I suppose my loneliness would have been easier to bear if Alexander had himself been happy. But the grander his schemes for the army became, the less support from Congress he had to enact them, and most especially from President Adams. The first bloom of enthusiasm gave way to increasing frustration.

After over a month of inconclusive meetings in Philadelphia, he came home to New York in December, the tail end of 1798. I knew from his letters that he hadn’t been well, but I was shocked by his appearance: he’d grown thin and weary-looking, and beneath the powder and pomatum in his hair, there was far more gray than there’d been before. He’d begun wearing his spectacles more often, too, their flashing lenses masking his eyes and making him appear older as well.

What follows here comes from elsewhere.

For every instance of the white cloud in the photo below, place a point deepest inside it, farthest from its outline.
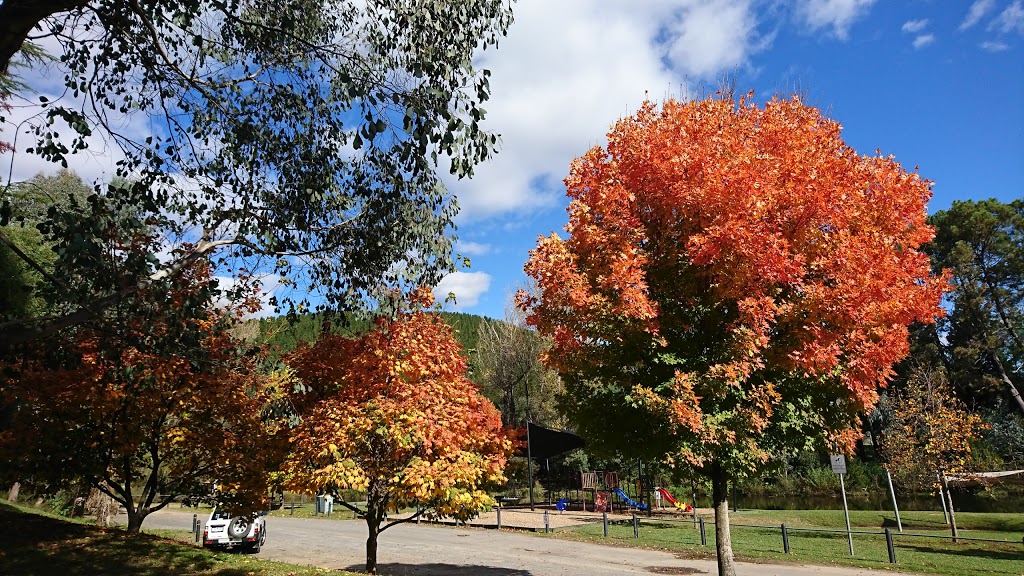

Our house was bedecked with greenery for the Christmas holidays and our children were wildly excited over the coming festivities, but for Alexander and me, alone together in the parlor the night he returned, there was little joy, and less cheer.

“I cannot help think that I am wasting both my time and my energies,” he said, standing beside the fire. I’d poured him a glass of his favorite brandy, but instead of drinking it, he’d merely swirled it within the glass, staring into the amber liquid like an oracle searching for signs.

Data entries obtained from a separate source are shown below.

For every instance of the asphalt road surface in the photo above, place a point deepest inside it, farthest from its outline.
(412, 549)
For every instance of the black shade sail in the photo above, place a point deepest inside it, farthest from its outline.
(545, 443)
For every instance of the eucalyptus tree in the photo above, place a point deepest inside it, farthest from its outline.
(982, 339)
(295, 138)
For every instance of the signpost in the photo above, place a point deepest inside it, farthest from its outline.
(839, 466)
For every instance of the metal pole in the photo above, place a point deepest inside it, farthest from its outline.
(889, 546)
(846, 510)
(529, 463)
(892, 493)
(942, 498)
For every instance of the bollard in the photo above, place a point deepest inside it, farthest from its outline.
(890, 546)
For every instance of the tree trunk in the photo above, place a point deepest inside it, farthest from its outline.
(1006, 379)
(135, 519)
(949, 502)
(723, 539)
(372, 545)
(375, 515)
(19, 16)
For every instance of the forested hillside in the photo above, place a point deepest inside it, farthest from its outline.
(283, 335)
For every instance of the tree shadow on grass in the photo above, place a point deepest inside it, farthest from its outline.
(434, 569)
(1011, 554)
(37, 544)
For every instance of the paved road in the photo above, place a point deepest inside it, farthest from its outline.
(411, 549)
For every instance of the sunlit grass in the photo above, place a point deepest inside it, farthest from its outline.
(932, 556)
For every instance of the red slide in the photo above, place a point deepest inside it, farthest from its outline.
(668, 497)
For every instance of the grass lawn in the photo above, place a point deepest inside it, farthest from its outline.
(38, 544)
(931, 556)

“Perhaps there will be more interest in the new year,” I suggested. As much as I did not like the idea of the army, I hated seeing him like this. “People are often distracted by their own affairs in December.”

“It’s more than that, Betsey,” he said. “Adams has no interest in leading, and shrinks from his responsibilities. He retreats to Massachusetts, and lets Congress run wild. There is no hint of civility, no respect, no decency. Senators openly brawl on the floor as if they were drunken sailors in a tavern, and debates deteriorate into shouting matches.”